Green tendrils surge from fissures deep, but this rebirth’s a grail
Of venom brewed—for what springs forth are horrors cloaked in bloom,
Thorns sprouting serpents’ tongues that hiss the knight’s own vows as doom.
*“By root and thorn, by star’s decline…* the garden mocks his pain,
*You broke the circle, severed bonds—now feast on my disdain.”*
The vines ensnare his battered limbs, their grip both kiss and curse,
As petals, sharp as scorpion tails, pierce through his splintered purse.
He sees, in death’s approaching veil, the truth he’d dared to blind—
No potion mends a bond betrayed, no spell rewinds resigned.
The garden, nursed on sacrifice, could not outrun decay;
Some oaths, once split, let chaos in, though love begs them to stay.
His helm fills up with crimson dew, his sword dissolves to rust,
While through the mutant blooms there drifts the scent of sacred dust.

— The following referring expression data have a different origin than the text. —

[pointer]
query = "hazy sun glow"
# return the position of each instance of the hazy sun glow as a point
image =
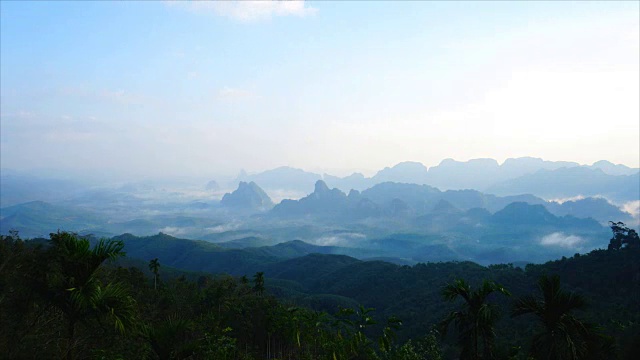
(205, 88)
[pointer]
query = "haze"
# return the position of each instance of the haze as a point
(168, 88)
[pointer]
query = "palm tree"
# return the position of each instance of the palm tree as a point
(73, 287)
(258, 282)
(564, 336)
(154, 265)
(475, 321)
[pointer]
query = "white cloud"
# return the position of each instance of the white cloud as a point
(561, 240)
(248, 11)
(223, 228)
(633, 208)
(229, 93)
(344, 240)
(174, 231)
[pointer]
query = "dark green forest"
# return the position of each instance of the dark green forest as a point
(71, 297)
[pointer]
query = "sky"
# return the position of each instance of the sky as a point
(203, 88)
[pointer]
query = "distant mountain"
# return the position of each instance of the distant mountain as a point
(39, 218)
(283, 178)
(16, 188)
(194, 255)
(478, 174)
(572, 182)
(322, 201)
(248, 196)
(404, 172)
(613, 169)
(473, 174)
(212, 186)
(355, 181)
(597, 208)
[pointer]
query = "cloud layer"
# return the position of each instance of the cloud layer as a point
(249, 11)
(562, 240)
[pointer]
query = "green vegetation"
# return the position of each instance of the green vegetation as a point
(64, 298)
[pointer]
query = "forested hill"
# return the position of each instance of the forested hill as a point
(62, 296)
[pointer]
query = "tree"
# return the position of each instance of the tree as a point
(258, 282)
(73, 286)
(154, 265)
(475, 321)
(563, 336)
(623, 237)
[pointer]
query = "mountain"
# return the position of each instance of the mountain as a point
(212, 186)
(478, 174)
(473, 174)
(248, 196)
(194, 255)
(355, 181)
(322, 201)
(404, 172)
(39, 218)
(283, 178)
(613, 169)
(597, 208)
(571, 182)
(17, 188)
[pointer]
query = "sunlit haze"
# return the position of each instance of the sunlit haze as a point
(181, 88)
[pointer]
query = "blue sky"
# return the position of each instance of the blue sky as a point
(167, 88)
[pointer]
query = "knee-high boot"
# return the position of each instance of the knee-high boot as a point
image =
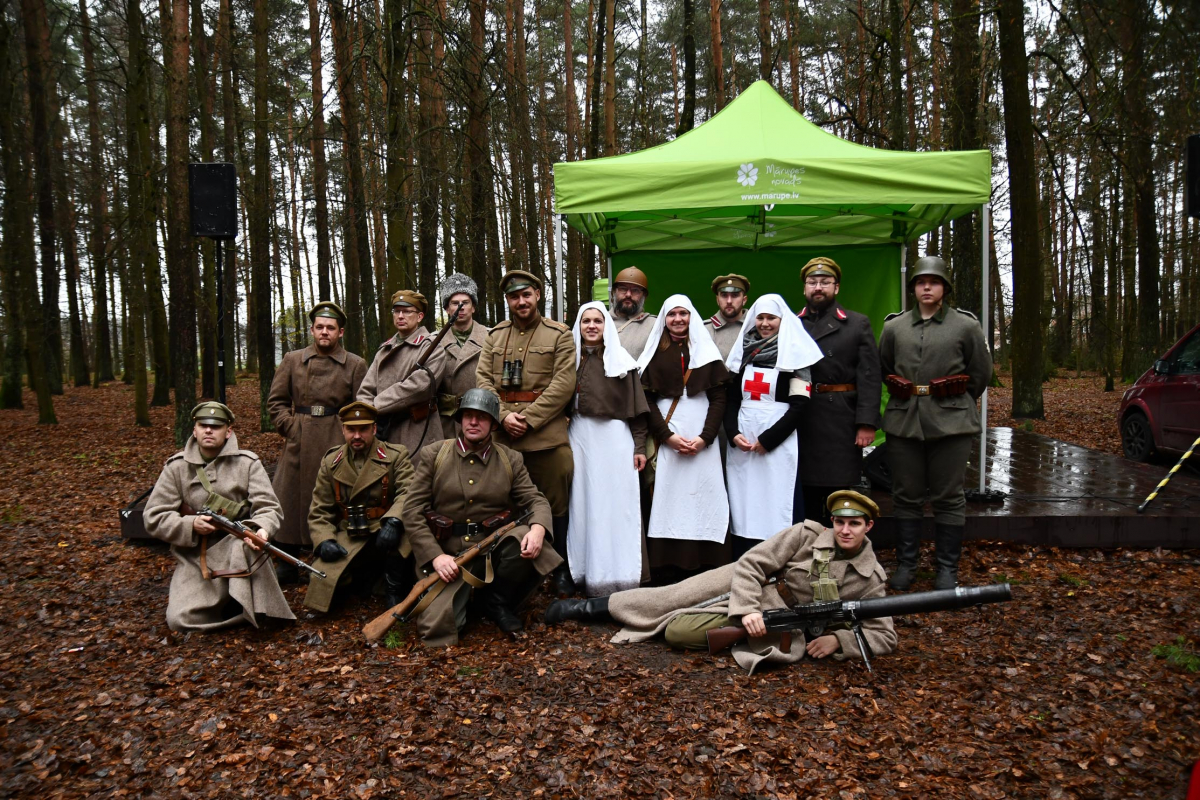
(948, 540)
(563, 584)
(907, 553)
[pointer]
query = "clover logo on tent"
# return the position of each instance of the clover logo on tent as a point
(748, 174)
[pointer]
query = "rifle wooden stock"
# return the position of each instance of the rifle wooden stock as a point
(383, 623)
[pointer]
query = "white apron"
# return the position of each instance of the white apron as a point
(689, 491)
(604, 546)
(761, 486)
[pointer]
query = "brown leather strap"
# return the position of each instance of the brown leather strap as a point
(520, 397)
(666, 420)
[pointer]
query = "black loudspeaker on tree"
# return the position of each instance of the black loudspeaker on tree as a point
(1192, 196)
(213, 192)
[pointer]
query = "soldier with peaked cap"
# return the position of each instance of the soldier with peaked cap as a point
(405, 395)
(466, 488)
(354, 518)
(529, 362)
(936, 365)
(725, 326)
(309, 388)
(213, 585)
(844, 411)
(461, 347)
(814, 564)
(628, 295)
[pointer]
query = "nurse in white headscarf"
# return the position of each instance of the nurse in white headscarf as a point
(684, 382)
(607, 434)
(763, 408)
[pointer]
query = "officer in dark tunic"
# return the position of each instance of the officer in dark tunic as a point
(844, 411)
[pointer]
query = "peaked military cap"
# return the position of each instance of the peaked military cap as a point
(213, 413)
(328, 308)
(851, 504)
(358, 414)
(407, 298)
(519, 280)
(821, 265)
(731, 283)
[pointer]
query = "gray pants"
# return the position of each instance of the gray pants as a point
(935, 468)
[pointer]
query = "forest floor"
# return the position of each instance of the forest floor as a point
(1059, 693)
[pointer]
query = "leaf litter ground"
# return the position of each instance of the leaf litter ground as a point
(1056, 695)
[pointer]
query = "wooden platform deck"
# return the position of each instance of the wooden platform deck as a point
(1066, 495)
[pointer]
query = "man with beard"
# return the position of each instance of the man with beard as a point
(463, 489)
(309, 388)
(529, 361)
(725, 326)
(355, 512)
(400, 390)
(844, 410)
(461, 347)
(628, 296)
(214, 585)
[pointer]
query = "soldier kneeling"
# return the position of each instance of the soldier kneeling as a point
(463, 489)
(354, 517)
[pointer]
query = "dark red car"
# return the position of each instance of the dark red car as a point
(1162, 409)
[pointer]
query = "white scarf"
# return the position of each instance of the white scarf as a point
(701, 346)
(796, 347)
(617, 361)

The stars, those cold and distant jurors, veil their eyes and turn,
As shadows claim the knight’s last breath—and nightmares feast his urn.
Now travelers who dare that wood hear steel on stone lament,
A clank of armor haunting paths where thorn and bramble vent.
They whisper of a knight’s regret, a garden’s strangled cry—
How dreams, when forced to breathe in flesh, birth realms where hope must die.